[ecco-support] [EXTERNAL] Question on ECCO velocity variables

Wang, Ou (US 329B) ou.wang at jpl.nasa.gov
Thu Oct 1 12:14:00 EDT 2020


Damien,

“Geometry-weighted” means a variable is weighted by the fraction of a grid cell in vertical which is wet, namely hFacC, hFacW, or hFacS in the model. They are unitless, ranging from 0 to 1 for a fully dry and wet point and in between for partial cells. “Geometry-weighted” replaces “Mass-weighted” that was used in older versions, as the weighting is not in mass unit and therefore we decided to use “Geometry Mass-weighted” instead.
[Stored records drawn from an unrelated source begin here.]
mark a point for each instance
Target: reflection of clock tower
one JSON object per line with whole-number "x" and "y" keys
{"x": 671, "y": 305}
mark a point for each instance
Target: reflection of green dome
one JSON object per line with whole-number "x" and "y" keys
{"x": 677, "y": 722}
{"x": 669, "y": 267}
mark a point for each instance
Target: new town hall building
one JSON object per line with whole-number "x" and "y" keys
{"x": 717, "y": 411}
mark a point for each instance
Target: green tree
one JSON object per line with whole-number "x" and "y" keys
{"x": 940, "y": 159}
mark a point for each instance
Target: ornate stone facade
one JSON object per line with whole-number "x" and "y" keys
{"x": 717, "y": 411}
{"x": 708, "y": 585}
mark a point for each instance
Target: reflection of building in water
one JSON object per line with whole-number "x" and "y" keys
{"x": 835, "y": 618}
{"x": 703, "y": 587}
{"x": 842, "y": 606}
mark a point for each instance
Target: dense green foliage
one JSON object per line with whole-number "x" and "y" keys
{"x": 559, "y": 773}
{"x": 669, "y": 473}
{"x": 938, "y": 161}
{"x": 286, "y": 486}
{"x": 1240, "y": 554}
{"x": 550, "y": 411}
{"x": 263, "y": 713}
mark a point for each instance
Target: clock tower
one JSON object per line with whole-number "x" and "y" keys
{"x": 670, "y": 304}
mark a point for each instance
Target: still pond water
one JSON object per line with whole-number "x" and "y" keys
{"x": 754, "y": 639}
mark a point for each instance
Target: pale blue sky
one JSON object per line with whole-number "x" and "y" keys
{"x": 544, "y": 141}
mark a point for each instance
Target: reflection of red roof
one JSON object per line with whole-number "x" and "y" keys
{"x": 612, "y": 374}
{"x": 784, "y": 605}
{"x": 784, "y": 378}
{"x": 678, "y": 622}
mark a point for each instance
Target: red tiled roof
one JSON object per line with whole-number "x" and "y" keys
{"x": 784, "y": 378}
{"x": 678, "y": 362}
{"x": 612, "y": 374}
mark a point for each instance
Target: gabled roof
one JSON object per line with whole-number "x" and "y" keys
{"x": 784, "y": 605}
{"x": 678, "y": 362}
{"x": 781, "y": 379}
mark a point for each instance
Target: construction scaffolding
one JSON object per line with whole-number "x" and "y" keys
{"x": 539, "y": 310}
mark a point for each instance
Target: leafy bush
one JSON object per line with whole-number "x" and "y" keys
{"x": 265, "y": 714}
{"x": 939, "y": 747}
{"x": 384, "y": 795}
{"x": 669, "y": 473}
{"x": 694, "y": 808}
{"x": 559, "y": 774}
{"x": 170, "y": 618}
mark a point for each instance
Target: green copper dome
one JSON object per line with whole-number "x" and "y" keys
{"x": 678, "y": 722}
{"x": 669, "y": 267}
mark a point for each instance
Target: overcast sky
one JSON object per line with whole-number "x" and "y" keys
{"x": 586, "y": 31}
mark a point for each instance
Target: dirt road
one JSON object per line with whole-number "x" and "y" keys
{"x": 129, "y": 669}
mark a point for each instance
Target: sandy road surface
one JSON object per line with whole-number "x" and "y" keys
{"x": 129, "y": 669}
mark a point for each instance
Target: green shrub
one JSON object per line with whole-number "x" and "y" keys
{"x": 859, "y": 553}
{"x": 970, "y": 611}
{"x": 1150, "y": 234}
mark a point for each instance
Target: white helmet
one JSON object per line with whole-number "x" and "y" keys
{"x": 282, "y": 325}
EVEL, NVEL, and WVELMASS are the E-W, N-S, and bottom-up 3D velocity fields. WVELMASS is just an alias of WVEL.

Cheers,
Ou

From: <ecco-support-bounces at mit.edu> on behalf of ddesbruy <Damien.Desbruyeres at ifremer.fr>
Reply-To: "ECCO support list, wider membership" <ecco-support at mit.edu>
Date: Thursday, October 1, 2020 at 6:44 AM
To: "ecco-support at mit.edu" <ecco-support at mit.edu>
Subject: [EXTERNAL] [ecco-support] Question on ECCO velocity variables


Dear ECCO team,

I have a quick question regarding the ECCO interpolated velocity fields (Version 4 Release 4, interp_monthly).

What does "geometry-weighted" exactly mean ? I have also found some other mentions of "mass-weighted" velocities in older versions. I am not entirely sure to what they correspond (in particular when considering the regular interpolated fields).

My aim is to use the north-south, east-west, bottom-up 3D velocity fields. I have considered using EVEL, NVEL, and WVELMASS (there is no corresponding WVEL) and I just want to make sure that these are the variables to use.